Rabindranath Tagore*

(ঘরে বাইরে Ghôre Baire, 1916)
Traduction : Frédéric Roger-Cornaz. Langue d’origine : Bengali
⭐⭐

Ce que raconte ce roman :

Bengale, début XX siècle. Nikhil, riche propriétaire au valeurs modernes, mène un jour à la maison son ami Sandip, chef des files du mouvement Swadeshi, qui prône le combat contre l’impérialisme britannique, à l’aube du mouvement par l’indépendance de l’Inde. Bimala, la femme de Nikhil, jusqu’alors femme au foyer idéal, va tomber sur le charme de cet opportuniste séducteur.

Triangle amoureux sur fond de mouvement indépendantiste :

La maison et le monde’ se centre sur trois personnages principaux qui, à tour de rôle, prennent la narration à la première personne. Bimala sera tiraillée entre la dévotion à son mari Nikhil et la fascination qu’elle sent per son amant Sandip. Cette hésitation reprend le dilemme qui traversait l’Inde, et Tagore lui-même, à cette époque. Chaque personnage encarnera donc une position dans ce conflit. Tandis que Nikhil représente une position rationnelle, posée et modérée, basé sur la la non-violence, Sandip incarne un mouvement passionnel, irréfléchi et improvisé. Au milieu des deux pôles, Bimala préfigure la femme moderne Indienne, hésitante au début, mais finalement libre, intelligente, et capable de prendre ses propres décisions. C’est la fin de la femme au foyer soumise.

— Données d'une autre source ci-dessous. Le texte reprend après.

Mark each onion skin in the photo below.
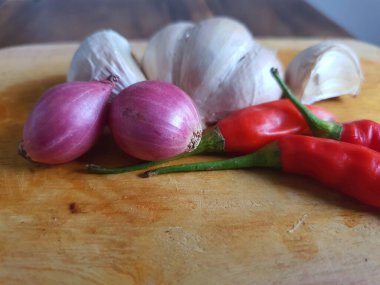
[19,80,114,164]
[109,80,202,160]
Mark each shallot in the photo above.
[19,77,116,164]
[109,80,202,160]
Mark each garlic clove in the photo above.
[143,17,282,127]
[199,45,284,122]
[142,22,194,82]
[173,17,256,102]
[67,30,145,95]
[286,41,363,104]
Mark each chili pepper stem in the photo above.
[271,68,342,139]
[144,143,281,177]
[86,127,224,174]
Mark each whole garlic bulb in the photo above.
[142,17,282,126]
[67,30,145,95]
[286,41,363,104]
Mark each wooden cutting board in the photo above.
[0,39,380,284]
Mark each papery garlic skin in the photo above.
[142,22,194,82]
[143,17,282,127]
[286,41,363,104]
[67,30,145,95]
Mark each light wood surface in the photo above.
[0,39,380,284]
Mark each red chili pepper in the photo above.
[271,68,380,152]
[87,99,335,174]
[145,135,380,207]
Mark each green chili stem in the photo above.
[271,68,342,139]
[86,127,224,174]
[144,143,281,177]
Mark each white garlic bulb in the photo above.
[142,22,194,82]
[286,41,363,104]
[67,30,145,95]
[143,17,282,126]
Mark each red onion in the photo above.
[19,80,114,164]
[109,80,202,160]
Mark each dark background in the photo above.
[0,0,350,47]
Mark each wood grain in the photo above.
[0,39,380,285]
[0,0,350,47]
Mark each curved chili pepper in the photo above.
[271,68,380,151]
[145,135,380,207]
[86,99,335,174]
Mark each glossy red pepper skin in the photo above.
[217,99,335,154]
[86,99,335,174]
[278,136,380,207]
[339,120,380,152]
[271,68,380,152]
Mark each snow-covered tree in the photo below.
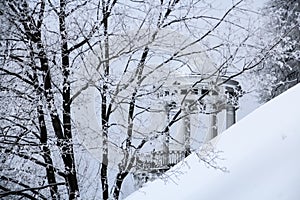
[0,0,272,199]
[258,0,300,101]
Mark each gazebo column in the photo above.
[226,104,236,128]
[183,102,191,156]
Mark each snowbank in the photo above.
[127,84,300,200]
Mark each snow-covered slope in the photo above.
[127,84,300,200]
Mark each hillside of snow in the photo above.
[126,84,300,200]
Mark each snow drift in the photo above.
[127,84,300,200]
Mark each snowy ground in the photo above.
[127,84,300,200]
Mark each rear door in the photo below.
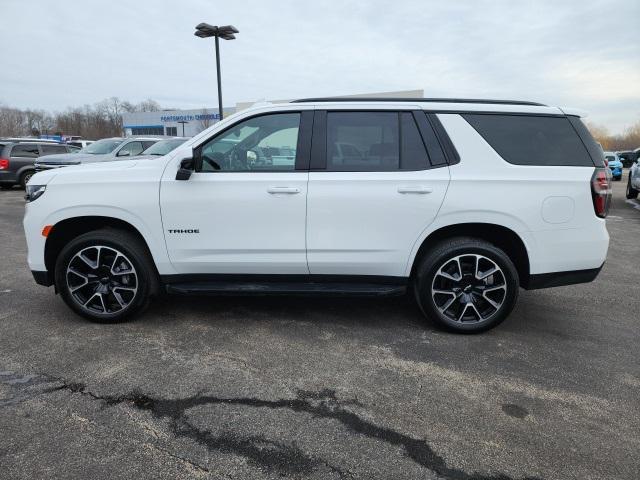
[307,110,449,276]
[9,143,40,182]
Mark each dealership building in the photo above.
[122,90,424,137]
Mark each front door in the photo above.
[160,112,311,274]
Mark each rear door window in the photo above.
[117,142,144,157]
[462,113,594,167]
[11,143,40,158]
[40,145,67,155]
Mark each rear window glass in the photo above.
[11,143,40,158]
[462,114,594,167]
[327,112,400,172]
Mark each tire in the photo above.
[413,237,519,333]
[626,172,638,200]
[20,170,36,188]
[55,229,158,323]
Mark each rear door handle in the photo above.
[267,187,300,195]
[398,186,433,195]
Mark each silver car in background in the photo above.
[35,137,165,172]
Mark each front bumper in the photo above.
[34,163,74,172]
[0,170,18,185]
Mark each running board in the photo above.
[166,281,407,297]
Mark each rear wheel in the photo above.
[627,172,638,200]
[55,230,157,323]
[414,237,519,333]
[20,170,36,188]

Tagore propose un renversement de ce qui est attendu à chaque personnage. Nikhil, en tant que riche propriétaire devrait être un tyran ambitieux, et cependant il est toujours à l’écoute des autres. Il respecte même le dilemme de sa femme et il est prêt à lui laisser prendre ses propres décisions. Sandip n’est pas le révolutionnaire incorruptible qu’il semble à première vue. Sous son aspect séducteur des masses, et des femmes, Sandip n’est qu’un opportuniste qui pense exclusivement à lui. C’est probablement cela qui pêche dans ce roman, Tagore présente un dilemme qui est déjà résolu d’avance, en prenant clairement partie par les thèses de Nikhil et ridiculisant les positions de Sandip à travers de l’ambiguïté moral du personnage.

C’est intéressant de connaitre un peu le contexte qui accompagna l’écriture de ce roman : Au début du XXe siècle, l’Inde fut traversée par toute une série mouvements plus ou moins violents, qui visaient à en finir avec l’administration coloniale britannique du pays. Swadeshi, est né en 1905 comme à réaction à une première loi qui encadrait la séparation géographique de musulmans et hindous en Bengale, jugée arbitraire et injuste. Le mouvement affronta les autorités, boycottant les produits britanniques et favorisant tout ce qui pourrait promouvoir une vraie identité Indienne. Sauf que probablement ce rejet de tout ce qui était britannique ne fut pensé à long terme, ni organisé comme une solution de futur, et du coup les inégalités et la pauvreté s’accrurent.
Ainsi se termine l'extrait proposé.